Il doit par ailleurs rendre publics les moyens qu’il consacre à la lutte contre ces activités illicites.

 Par ailleurs, indépendamment de son éventuelle responsabilité à l’égard de contenus qu’il héberge, l’hébergeur doit mettre en œuvre un certain nombre de mesures préventives ou permettant de faciliter la lutte contre les contenus illicites :

1. Il doit mettre en place un dispositif de signalement facilement accessible et visible permettant à toute personne de l’informer de la présence de contenus odieux, tels que précédemment définis. Le manquement à cette obligation est puni de peines d’emprisonnement, d’amende et d’interdiction d’exercice d’activité (Loi n° 2004-575, 21 juin 2004, art. 6-I, 7°, al. 4).

2. L’autorité judiciaire ou administrative peut requérir sa coopération afin de rendre effective des décisions d’arrêt de service de communication au public en ligne, telles que le blocage d’un site ou d’une page dans les domaines de la lutte contre l’apologie et la provocation au terrorisme, contre la pornographie infantile ou les atteintes au droit d’auteur et de manière générale contre tout trouble manifestement illicite (Loi n° 2004-575, 21 juin 2004, art. 6-I, 8° et 6-1, 706-23 C. proc. pén. et art. L. 336-2 CPI).

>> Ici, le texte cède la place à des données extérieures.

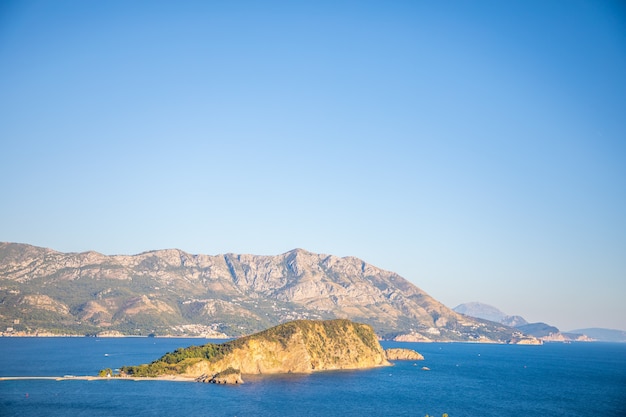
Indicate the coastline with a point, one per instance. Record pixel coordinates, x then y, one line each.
170 378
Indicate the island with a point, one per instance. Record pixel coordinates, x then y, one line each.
301 346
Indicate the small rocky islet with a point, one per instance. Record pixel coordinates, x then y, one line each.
301 346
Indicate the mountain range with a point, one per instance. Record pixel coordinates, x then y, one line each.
172 292
540 330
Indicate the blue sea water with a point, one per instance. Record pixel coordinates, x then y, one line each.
578 379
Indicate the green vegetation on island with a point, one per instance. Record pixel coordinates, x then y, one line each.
299 346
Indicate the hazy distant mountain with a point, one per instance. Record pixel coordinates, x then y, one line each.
542 331
603 335
488 312
174 292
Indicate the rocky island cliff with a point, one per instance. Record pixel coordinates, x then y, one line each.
301 346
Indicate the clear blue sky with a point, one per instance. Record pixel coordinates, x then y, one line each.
477 148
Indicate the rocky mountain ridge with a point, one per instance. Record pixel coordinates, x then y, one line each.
172 292
542 331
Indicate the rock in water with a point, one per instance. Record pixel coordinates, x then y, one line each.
399 354
301 346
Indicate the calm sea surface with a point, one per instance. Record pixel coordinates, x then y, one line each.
578 379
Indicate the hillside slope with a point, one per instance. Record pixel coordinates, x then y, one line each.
301 346
176 293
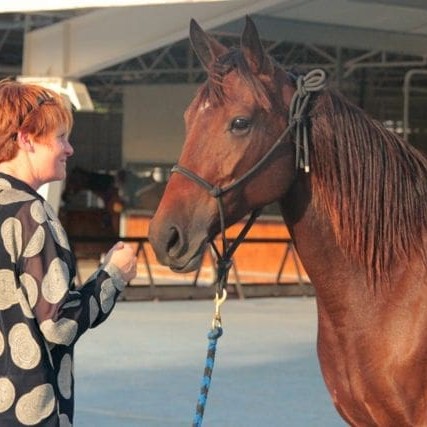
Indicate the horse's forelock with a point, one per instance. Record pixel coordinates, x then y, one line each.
214 90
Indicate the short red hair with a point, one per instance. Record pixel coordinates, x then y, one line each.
32 109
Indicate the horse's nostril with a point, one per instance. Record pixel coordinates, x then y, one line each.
173 245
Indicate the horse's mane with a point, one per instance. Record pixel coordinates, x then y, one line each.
367 180
370 183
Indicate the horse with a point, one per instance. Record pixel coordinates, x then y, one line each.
353 196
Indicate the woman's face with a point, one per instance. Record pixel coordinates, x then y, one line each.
52 154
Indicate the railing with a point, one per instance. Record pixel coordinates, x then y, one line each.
142 244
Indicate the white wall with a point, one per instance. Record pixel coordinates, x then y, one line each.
153 122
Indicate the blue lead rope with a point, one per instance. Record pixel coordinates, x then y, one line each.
213 336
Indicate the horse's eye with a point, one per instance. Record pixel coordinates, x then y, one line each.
240 126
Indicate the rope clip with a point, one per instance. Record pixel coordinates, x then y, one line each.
216 322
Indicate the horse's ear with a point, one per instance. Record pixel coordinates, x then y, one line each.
252 49
206 47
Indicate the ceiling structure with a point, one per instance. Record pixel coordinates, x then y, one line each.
367 46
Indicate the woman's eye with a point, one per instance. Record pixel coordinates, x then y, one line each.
240 126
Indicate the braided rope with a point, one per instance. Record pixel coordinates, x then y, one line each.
213 336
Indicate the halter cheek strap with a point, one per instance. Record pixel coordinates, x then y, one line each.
313 81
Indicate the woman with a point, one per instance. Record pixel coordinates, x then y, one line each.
42 313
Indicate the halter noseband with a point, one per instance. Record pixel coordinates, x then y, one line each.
313 81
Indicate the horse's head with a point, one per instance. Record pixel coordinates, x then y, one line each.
237 116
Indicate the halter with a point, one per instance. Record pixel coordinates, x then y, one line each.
312 82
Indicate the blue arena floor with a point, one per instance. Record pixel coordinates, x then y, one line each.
144 365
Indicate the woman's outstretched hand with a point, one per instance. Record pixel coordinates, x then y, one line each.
123 257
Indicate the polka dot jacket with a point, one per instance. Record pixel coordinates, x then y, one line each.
42 313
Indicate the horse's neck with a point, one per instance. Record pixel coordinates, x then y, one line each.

3. Il doit par ailleurs sensibiliser les internautes sur le fait que le piratage nuit à la création artistique, lorsqu’il offre de télécharger des fichiers dont il n’est pas le fournisseur (Loi n° 2004-575, 21 juin 2004, art. 7), il doit signaler à ses abonnés les sites et applications tenus pour répréhensibles par les autorités publiques en matière de jeux et paris en ligne et les sensibiliser aux risques encourus par eux du fait d’actes de jeux et de ventes à distance de produits du tabac réalisés en violation de la loi (Loi n° 2004-575, 21 juin 2004, art. 6-I, 7°, al. 6 et 7).

4. Il doit conserver les données de connexion pendant une durée d’un an avant de les anonymiser et il doit les communiquer à l’autorité judiciaire sur demande de cette dernière (art. L. 34-1, III CPCE).